Treasury Secretary Tim Geithner said Sunday that Senate Republicans are stalling debate on the financial reform bill because they want to gain leverage on the final outcome of the measure. 

Geithner said as many administration officials, Senate Democrats and Republicans have said for the last several weeks -- that the GOP wants to support a reform bill -- but gave more insight into why all GOP senators are blocking a move to open debate on the Senate floor.


Asked on CNN about getting Republican support for the measure, the Treasury secretary said "You know, but they're doing what you would expect, and I think you'd do the same thing in their -- in their shoes, is that they're trying to maximize the chance they have leverage still to pull this bill in certain directions."

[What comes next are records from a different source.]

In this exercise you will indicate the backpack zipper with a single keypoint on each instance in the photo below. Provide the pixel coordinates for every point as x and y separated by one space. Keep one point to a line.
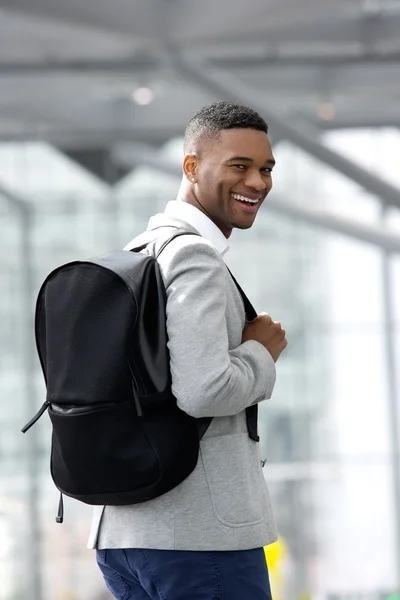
39 413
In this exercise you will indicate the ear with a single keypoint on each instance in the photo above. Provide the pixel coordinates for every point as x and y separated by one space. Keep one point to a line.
190 165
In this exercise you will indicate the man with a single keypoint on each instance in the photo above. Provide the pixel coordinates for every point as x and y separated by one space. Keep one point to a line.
204 539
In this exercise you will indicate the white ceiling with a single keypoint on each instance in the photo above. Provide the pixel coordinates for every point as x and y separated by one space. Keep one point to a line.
68 68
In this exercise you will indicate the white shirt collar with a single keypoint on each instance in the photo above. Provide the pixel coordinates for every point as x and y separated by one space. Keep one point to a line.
184 211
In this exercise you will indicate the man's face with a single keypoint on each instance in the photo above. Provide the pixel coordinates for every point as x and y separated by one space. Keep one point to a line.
233 177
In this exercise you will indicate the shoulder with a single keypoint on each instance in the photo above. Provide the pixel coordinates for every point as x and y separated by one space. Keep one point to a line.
190 253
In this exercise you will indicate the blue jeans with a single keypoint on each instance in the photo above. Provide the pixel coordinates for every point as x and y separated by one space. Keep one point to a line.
136 574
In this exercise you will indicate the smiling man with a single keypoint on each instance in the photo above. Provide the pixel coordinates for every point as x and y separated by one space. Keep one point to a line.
204 539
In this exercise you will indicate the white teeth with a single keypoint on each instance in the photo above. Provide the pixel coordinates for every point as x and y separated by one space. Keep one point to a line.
244 199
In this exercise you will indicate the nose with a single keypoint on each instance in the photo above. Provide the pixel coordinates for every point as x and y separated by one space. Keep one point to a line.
255 181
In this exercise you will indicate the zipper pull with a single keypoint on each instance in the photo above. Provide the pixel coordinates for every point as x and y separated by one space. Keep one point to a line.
36 417
60 515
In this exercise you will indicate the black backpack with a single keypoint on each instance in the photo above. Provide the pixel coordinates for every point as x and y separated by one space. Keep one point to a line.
118 436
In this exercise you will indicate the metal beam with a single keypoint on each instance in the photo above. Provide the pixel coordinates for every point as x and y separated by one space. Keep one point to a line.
144 155
32 449
224 85
148 62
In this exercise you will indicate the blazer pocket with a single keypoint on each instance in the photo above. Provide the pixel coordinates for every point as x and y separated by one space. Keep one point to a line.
235 479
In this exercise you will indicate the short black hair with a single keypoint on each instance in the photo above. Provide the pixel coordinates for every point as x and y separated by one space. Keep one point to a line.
216 117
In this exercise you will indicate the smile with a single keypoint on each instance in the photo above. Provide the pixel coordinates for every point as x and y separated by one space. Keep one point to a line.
245 199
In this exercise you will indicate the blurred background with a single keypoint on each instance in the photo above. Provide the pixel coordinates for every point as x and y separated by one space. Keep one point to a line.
94 99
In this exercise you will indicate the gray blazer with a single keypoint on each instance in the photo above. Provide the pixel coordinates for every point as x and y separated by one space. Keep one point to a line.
224 503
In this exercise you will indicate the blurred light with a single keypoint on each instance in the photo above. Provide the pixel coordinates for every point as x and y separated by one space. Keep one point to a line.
326 111
143 96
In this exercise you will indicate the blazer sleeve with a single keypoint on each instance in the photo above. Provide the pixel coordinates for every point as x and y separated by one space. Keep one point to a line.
208 379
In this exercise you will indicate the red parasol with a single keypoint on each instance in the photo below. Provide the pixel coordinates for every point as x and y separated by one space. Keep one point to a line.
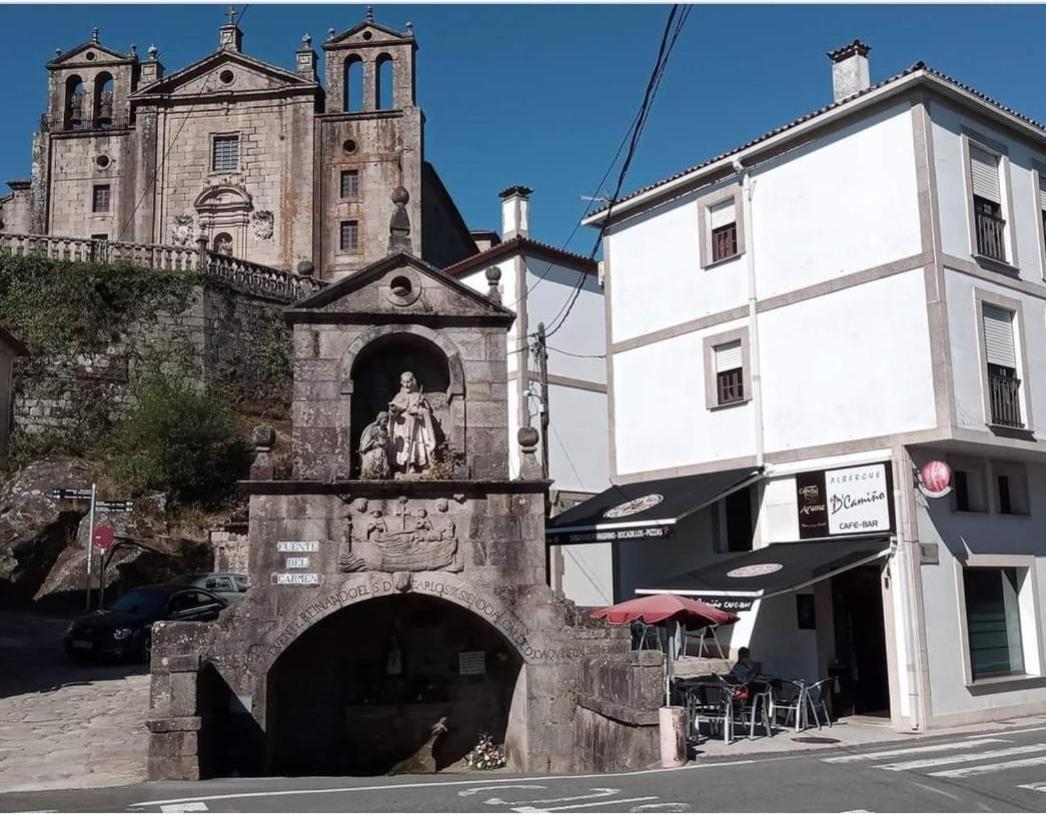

Geithner's comments underscore the Obama administration's confidence that Republicans will support the bill. That would contrast the financial reform bill with the healthcare legislation that divided Congress upon party lines. 

Republicans have objected to the financial bill, saying that it does not end "too big to fail" financial firms and that it ensures "permanent bailouts" for large Wall Street firms. The GOP has sent a letter to Senate Majority Leader Harry Reid (D-Nev.) saying that all 41 GOP senators oppose the bill but that they want to continue negotiating its terms. 

Democrats need at least one Republican in the Senate to vote to move forward on the bill.

The ranking Republican on the Senate Banking Committee Richard Shelby (Ala.) said Sunday that both sides are very close to an agreement, but that none yet has been reached ahead of a key vote to move the bill forward Monday.

Geithner said that momentum behind bipartisan negotiations will likely result in a bill both sides can support. But he has said that the White House will not accept a bill that is watered down simply to please Republicans.

"Based on all my conversations -- and I think if you listen carefully to the tone in Washington just over the last couple of days, I think there's been a substantial shift, and there -- I think, really, on balance, there are a very substantial number of Republicans who want to be for a strong set of reforms," he said. "And, again, I say this on the basis of what we tell -- what they tell me in private."